Data on carotid atherosclerosis and advanced atherosclerosis, which are defined in our study as the presence of at least a single (CP) and multiple carotid plaques (MCP), respectively, were available for only 34% of the participants, with 50/23/14 and 55/23/2 total/CP/MCP samples available for males and females. Only the GrimAA grouping was significantly associated with CP in males and MCP in the entire dataset and its male-only subset. In female-specific subset, blood pressure values (both SBP and DBP) and hypertension status were significantly associated with HorvathAAd and GrimAA groupings. Interestingly, in the case of the GrimAA group split, mean values of SBP and DBP were higher in the ${\mathrm{EAA}}^{+}$ group, which might indicate the increased risk of CVD [64]. This is the opposite to the corresponding results of HorvathAAd grouping. None of these phenotypes were highlighted in the entire dataset and male subset. Two groupings, GrimAA and HorvathAAr, were significantly associated with incident CHD for all available samples. The results persisted in the male subset for both groupings and in the female subset for GrimAA split only. Similar results were also described in the Genetic Epidemiology Network of Arteriopathy (GENOA) dataset study [56], where the authors reported significant connections not only between GrimAA and incident CVD, but also between GrimAA and time to the CVD event.

Notably, while higher odds of CHD were associated with ${\mathrm{EAA}}^{+}$ for both GrimAA and HorvathAAr, only GrimAA ${\mathrm{EAA}}^{+}$ was consistently associated with more harmful phenotypes values, indicating higher risk of CHD. All other EAA splits demonstrated mostly the opposite behaviour regarding available risk factors (lipids, anthropometric, lifestyle, and cardiovascular).
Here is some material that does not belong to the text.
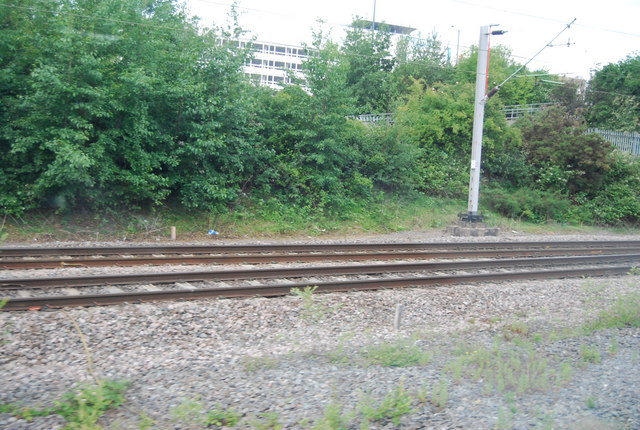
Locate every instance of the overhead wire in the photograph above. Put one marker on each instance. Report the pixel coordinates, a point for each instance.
(265, 11)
The observed associations of the various EAAs with both individual and groups of phenotypes suggest that EAA scores are sensitive to various cardiometabolic parameters, which might indicate their prognostic potential for related disorders. Further investigations conducted on well-annotated larger datasets are needed to improve the understanding of the mechanisms behind those associations and to possibly develop new biomarkers. These might be extended by applying other epigenetic age models and using continuous EAAs in association studies.

5. Conclusions

Our study, conducted on a subset of HAPIEE cohort, shows that EAAs are sex-specific and should be adjusted for sex in EAA–phenotypes association studies. Moreover, even after adjusting for sex, the associations between EAAs and 18 considered cardiometabolic phenotypes are sex-specific. The only two phenotype–EAA associations that persisted through the entire dataset and both male and female subsets are incident CHD and smoking status.
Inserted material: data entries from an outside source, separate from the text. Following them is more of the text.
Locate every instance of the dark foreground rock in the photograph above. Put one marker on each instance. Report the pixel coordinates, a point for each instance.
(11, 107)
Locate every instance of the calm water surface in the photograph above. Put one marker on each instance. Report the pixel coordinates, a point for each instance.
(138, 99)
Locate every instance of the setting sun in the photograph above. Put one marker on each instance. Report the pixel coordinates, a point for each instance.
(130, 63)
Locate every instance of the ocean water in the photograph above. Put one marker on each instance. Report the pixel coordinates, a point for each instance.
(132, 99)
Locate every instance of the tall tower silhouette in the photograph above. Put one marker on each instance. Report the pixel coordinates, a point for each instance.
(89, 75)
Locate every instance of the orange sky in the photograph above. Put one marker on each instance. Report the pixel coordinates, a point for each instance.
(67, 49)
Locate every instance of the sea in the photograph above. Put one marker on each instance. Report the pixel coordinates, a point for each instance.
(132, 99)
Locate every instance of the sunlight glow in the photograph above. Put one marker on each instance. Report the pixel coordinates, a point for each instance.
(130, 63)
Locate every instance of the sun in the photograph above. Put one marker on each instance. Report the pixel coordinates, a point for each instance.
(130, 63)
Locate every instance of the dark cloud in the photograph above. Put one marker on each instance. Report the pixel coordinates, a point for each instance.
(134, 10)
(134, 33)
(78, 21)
Among all considered epigenetic clocks, GrimAge was significantly associated with more phenotypes than any other EA scores, but for most of the phenotypes, those associations are weaker than in other scores. Furthermore, for some EAAs, the direction of the association with phenotype is counterintuitive, i.e., lower EAA scores corresponded to more harmful values of the phenotypes. The observed associations of the various EAAs with both individual and groups of phenotypes suggest that EAA scores are sensitive to various cardiometabolic parameters, which might indicate their prognostic potential for related disorders.